In effect, you have given one capacitor a negative capacitance. Rather than giving it a negative capacitance, just give it a negative charge.
I have given it a negative potential difference and positive charge, since the plates are in reverse polarity-field and thus potential are effectively inverted. I don't understand the logic behind giving it a negative charge

#### jbriggs444

Science Advisor
Homework Helper
I have given it a negative potential difference and positive charge, since the plates are in reverse polarity-field and thus potential are effectively inverted. I don't understand the logic behind giving it a negative charge
A capacitor turned end for end has opposite charge but the same capacitance it started with.

#### Krushnaraj Pandya

Gold Member
if V, V' are the voltages before and after the interconnection , then the correct equation is $C_1V-C_2V=C_1V'+C_2V'$ because after the equilibrium has established and we have voltage V', each capacitor has the same sign in his charge at that specific plate to which we applied conservation of charge. The charges in those plates are both negative or both positive, after the equilibrium has been established.
Is this universally true for any system of capacitors?

#### Krushnaraj Pandya

Gold Member
A capacitor turned end for end has opposite charge but the same capacitance it started with.
Logic behind this?
And what's wrong with my logic?

#### jbriggs444

Science Advisor
Homework Helper
Logic behind this?
A[n ideal] capacitor is a pair of plates with a dielectric between. The two sides are identical -- mirror images. Inverting it changes nothing about its physical properties.

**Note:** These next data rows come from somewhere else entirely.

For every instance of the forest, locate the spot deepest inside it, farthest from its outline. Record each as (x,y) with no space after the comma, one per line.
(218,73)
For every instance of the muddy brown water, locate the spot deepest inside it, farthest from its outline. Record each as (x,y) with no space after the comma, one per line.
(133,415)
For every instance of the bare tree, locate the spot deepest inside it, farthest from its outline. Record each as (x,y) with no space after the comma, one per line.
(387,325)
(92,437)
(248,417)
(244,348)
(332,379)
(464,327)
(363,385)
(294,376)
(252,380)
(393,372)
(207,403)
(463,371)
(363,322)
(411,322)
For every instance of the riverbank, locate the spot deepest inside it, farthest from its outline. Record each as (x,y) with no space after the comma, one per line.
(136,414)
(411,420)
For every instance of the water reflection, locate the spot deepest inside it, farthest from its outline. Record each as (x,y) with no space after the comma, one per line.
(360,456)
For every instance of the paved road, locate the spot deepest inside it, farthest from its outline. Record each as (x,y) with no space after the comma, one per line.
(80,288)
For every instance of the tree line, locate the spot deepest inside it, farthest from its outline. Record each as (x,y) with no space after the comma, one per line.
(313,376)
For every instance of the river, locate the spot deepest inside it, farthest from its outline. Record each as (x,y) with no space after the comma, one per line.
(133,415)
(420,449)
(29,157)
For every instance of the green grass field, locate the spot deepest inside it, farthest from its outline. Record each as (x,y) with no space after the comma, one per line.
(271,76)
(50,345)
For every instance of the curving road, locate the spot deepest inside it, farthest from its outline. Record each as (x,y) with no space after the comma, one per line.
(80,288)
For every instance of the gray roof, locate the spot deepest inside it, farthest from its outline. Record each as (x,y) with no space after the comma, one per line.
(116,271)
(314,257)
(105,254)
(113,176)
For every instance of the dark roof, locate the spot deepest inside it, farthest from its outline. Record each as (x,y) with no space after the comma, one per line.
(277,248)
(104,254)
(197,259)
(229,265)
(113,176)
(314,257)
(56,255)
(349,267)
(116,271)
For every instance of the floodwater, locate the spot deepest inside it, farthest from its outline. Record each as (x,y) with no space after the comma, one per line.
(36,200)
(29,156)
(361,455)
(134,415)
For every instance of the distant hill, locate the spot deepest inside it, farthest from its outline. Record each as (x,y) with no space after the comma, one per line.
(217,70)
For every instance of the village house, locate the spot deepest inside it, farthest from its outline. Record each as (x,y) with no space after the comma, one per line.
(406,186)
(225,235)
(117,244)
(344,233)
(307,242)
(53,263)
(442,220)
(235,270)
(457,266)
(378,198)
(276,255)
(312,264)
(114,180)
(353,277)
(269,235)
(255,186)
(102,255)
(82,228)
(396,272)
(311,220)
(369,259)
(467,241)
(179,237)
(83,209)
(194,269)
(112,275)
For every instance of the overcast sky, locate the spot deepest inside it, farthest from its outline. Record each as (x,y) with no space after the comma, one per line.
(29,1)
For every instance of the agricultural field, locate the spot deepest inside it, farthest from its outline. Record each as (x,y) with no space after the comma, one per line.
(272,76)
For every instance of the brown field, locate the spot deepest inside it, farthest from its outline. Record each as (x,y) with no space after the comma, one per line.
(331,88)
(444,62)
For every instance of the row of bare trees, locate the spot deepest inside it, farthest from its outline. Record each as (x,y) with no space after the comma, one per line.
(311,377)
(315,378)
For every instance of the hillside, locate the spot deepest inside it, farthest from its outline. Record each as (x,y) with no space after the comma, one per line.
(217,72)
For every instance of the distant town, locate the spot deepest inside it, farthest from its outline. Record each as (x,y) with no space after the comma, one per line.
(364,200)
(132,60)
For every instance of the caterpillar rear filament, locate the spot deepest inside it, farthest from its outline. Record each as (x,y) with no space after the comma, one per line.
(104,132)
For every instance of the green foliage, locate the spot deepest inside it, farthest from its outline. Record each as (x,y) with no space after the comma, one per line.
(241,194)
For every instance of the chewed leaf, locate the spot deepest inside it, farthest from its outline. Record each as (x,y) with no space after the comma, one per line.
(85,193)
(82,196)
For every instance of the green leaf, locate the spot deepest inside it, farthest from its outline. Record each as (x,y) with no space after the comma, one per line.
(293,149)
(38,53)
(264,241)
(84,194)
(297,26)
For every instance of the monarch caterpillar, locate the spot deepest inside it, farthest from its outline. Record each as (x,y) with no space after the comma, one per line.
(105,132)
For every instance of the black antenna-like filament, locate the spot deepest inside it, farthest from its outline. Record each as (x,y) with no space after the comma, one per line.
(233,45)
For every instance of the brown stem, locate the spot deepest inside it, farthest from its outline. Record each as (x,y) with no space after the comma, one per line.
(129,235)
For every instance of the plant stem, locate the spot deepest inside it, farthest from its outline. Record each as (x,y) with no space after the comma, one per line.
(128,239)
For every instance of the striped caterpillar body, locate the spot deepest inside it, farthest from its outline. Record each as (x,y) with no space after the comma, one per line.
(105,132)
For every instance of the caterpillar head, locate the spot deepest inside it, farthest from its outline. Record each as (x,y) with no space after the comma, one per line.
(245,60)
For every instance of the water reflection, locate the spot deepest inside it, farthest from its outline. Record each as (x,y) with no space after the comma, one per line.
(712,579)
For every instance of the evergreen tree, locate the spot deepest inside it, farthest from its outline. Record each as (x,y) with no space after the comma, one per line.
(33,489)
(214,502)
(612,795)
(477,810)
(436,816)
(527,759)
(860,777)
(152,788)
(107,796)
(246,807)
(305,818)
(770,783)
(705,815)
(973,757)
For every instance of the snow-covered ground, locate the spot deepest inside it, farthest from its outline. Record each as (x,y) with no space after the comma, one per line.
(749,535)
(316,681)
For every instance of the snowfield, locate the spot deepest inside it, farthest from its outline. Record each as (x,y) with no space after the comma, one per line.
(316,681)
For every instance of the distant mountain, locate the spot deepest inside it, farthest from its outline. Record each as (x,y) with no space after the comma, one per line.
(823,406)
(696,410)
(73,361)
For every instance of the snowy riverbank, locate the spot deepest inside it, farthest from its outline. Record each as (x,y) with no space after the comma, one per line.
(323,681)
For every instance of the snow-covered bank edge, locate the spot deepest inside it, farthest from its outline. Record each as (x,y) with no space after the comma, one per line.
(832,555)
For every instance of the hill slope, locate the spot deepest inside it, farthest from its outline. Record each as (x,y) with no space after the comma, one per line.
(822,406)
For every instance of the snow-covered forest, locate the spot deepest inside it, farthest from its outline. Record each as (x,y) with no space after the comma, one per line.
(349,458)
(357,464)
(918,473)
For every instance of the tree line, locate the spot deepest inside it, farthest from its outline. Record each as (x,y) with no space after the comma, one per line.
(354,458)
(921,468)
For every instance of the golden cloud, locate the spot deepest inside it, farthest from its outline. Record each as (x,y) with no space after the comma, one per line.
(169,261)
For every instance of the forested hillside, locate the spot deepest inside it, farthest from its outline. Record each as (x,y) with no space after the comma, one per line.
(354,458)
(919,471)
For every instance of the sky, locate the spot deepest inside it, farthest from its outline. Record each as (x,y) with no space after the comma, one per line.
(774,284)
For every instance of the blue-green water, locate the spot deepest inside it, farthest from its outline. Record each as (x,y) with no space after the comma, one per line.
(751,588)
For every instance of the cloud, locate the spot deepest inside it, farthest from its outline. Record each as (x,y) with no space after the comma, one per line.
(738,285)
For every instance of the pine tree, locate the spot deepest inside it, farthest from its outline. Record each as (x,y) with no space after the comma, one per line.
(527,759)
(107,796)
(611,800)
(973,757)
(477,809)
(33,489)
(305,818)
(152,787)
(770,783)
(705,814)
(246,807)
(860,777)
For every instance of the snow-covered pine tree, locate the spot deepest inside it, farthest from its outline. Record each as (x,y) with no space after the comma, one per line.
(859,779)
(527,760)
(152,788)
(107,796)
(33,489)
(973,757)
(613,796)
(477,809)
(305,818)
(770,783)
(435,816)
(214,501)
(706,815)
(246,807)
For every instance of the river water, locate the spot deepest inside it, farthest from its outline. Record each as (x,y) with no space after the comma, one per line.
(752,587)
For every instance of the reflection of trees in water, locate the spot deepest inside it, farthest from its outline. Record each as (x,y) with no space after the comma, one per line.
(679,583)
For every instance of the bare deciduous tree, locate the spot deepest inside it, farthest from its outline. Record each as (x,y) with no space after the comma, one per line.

But if you swap the ends, any positive charge on one plate swaps places with any negative charge on the other plate. You've negated its charge and, accordingly, the potential difference between its ends. You've negated voltage and charge, but not capacitance.

#### Krushnaraj Pandya

Gold Member
A[n ideal] capacitor is a pair of plates with a dielectric between. The two sides are identical -- mirror images. Inverting it changes nothing about its physical properties.

But if you swap the ends, any positive charge on one plate swaps places with any negative charge on the other plate. You've negated its charge and, accordingly, the potential difference between its ends. You've negated voltage and charge, but not capacitance.
Alright. Got it, I'll apply this and try to reach the answer.

#### Krushnaraj Pandya

Gold Member
if V, V' are the voltages before and after the interconnection , then the correct equation is $C_1V-C_2V=C_1V'+C_2V'$ because after the equilibrium has established and we have voltage V', each capacitor has the same sign in his charge at that specific plate to which we applied conservation of charge. The charges in those plates are both negative or both positive, after the equilibrium has been established.
The equation you wrote still gives an incorrect answer. 5-(-10)=1V+2V, so V=5, the answer is 1.7 V

#### Delta2

Homework Helper
Gold Member
Ehm I wonder how you apply the equation, the way I apply it is $1x5-2x5=1V+2V \Rightarrow -5=3V \Rightarrow V=-5/3$, the minus sign is just a convention here.

You don't have to negate the voltage, I already took the minus sign in front so I wrote $C_1V-C_2V$ where the minus sign indicates that the charge in the second capacitor is viewed as negative...That is I applied conservation of charge to the negative plate of $C_2$ and the positive plate of $C_1$...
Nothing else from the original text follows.